Ex Epic Games and Gears of War top dog, Cliff Blezinski, has stood up for the recently resigned Adam Orth, who made sarcastic remarks about consumer hate for always-on systems, suggesting that Orth was right, it's something that's going to be increasingly prevalent and we might as well get used to it.
"My gut is telling me that an always online future is probably coming. It's coming fast, and possibly to the majority of the devices you enjoy. Adam's analogies weren't that far off; although the vacuum one was kind of weird. Sim City, with all of its' troubles on launch, seems to be selling briskly."
"Diablo 3, the poster child of a messy launch, is estimated to be at 12 million units. I would bet money that without the always online elements of Diablo 3 that it would have sold half of that."
He then drew a tangent between always-on adoption and Microsoft's decision to make the original Xbox a broadband only console, in the days when broadband adoption wasn't anywhere near the level it is today.
"I'd be willing to say that any early adopter for any new piece of technology is probably going to have some sort of solid internet connection," he said (via CVG). "Also, and I've stated this before, keeping that umbilical cord connected might not always require some sort of insane fat pipe. Sometimes just 3G might be enough."

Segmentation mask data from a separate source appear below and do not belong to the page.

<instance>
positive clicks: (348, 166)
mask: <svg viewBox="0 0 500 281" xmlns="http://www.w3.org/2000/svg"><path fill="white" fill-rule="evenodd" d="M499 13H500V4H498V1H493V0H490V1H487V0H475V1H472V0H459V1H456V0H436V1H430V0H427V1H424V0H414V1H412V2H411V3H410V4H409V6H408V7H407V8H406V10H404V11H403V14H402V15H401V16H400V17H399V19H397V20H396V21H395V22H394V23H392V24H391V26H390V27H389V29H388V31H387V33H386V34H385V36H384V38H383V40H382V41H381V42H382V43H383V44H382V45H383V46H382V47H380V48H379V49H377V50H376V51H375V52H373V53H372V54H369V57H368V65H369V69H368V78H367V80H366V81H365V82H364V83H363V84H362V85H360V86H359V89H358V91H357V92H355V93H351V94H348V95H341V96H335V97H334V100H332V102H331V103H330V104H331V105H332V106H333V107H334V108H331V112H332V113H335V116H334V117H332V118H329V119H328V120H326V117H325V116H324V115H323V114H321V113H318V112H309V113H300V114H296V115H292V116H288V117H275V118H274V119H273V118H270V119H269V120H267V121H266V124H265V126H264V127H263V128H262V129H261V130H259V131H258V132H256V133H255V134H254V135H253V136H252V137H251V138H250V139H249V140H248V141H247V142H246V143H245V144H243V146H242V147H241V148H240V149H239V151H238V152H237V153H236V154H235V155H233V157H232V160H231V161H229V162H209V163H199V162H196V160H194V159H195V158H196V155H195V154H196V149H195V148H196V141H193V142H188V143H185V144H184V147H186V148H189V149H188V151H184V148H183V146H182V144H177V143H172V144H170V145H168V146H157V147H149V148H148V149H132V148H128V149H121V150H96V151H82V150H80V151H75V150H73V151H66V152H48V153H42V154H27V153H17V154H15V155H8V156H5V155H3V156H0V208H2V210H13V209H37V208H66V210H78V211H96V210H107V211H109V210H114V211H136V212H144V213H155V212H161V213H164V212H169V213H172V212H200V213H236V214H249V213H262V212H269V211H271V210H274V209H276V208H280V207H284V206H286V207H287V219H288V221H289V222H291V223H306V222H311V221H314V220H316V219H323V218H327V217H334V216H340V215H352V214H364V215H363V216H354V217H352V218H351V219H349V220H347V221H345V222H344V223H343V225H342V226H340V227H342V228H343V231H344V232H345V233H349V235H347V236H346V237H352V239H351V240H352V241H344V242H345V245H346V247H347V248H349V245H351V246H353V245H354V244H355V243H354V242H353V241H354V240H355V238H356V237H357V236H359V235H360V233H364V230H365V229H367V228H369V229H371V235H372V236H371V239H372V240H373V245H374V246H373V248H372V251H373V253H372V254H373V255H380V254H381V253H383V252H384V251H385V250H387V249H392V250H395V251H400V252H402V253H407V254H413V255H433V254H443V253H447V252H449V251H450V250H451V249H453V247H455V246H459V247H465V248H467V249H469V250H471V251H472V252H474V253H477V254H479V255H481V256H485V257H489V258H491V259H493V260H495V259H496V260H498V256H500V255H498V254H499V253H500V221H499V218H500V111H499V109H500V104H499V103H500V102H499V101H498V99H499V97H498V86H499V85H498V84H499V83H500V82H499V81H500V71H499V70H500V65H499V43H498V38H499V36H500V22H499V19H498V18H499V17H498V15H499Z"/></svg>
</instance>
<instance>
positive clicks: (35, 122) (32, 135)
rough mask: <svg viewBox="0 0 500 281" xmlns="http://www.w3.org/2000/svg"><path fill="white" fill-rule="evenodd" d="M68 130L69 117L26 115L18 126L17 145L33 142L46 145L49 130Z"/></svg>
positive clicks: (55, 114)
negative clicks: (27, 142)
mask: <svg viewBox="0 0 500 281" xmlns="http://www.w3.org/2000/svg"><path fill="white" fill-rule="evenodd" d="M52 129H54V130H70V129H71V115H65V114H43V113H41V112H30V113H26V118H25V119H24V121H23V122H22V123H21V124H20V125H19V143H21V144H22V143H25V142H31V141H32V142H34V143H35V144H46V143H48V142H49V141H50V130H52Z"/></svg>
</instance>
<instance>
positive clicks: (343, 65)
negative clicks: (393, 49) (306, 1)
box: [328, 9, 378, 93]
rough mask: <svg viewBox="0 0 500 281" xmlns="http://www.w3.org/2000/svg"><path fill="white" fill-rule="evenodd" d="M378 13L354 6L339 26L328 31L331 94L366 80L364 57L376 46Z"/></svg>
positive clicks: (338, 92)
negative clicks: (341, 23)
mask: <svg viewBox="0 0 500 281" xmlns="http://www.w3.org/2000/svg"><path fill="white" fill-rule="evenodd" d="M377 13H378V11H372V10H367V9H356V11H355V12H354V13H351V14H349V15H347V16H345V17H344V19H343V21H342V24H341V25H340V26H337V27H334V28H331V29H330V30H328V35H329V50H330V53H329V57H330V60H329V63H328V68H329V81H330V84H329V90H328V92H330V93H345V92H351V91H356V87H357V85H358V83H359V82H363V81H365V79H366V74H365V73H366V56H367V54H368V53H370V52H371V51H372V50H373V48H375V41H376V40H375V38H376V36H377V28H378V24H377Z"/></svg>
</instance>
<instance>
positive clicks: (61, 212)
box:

"Technology doesn't advance by worrying about the edge case," he concluded.
Annoyingly, the man does have a point. The gaming industry does have a history of resisting change. Steam wasn't a popular idea initially and look where we are now. We're living in an increasingly interconnected world and we all spend half our lives on phones or PCs, looking at stuff online.
What do you guys think? Is Cliff making a good point, or speaking a load of gumf?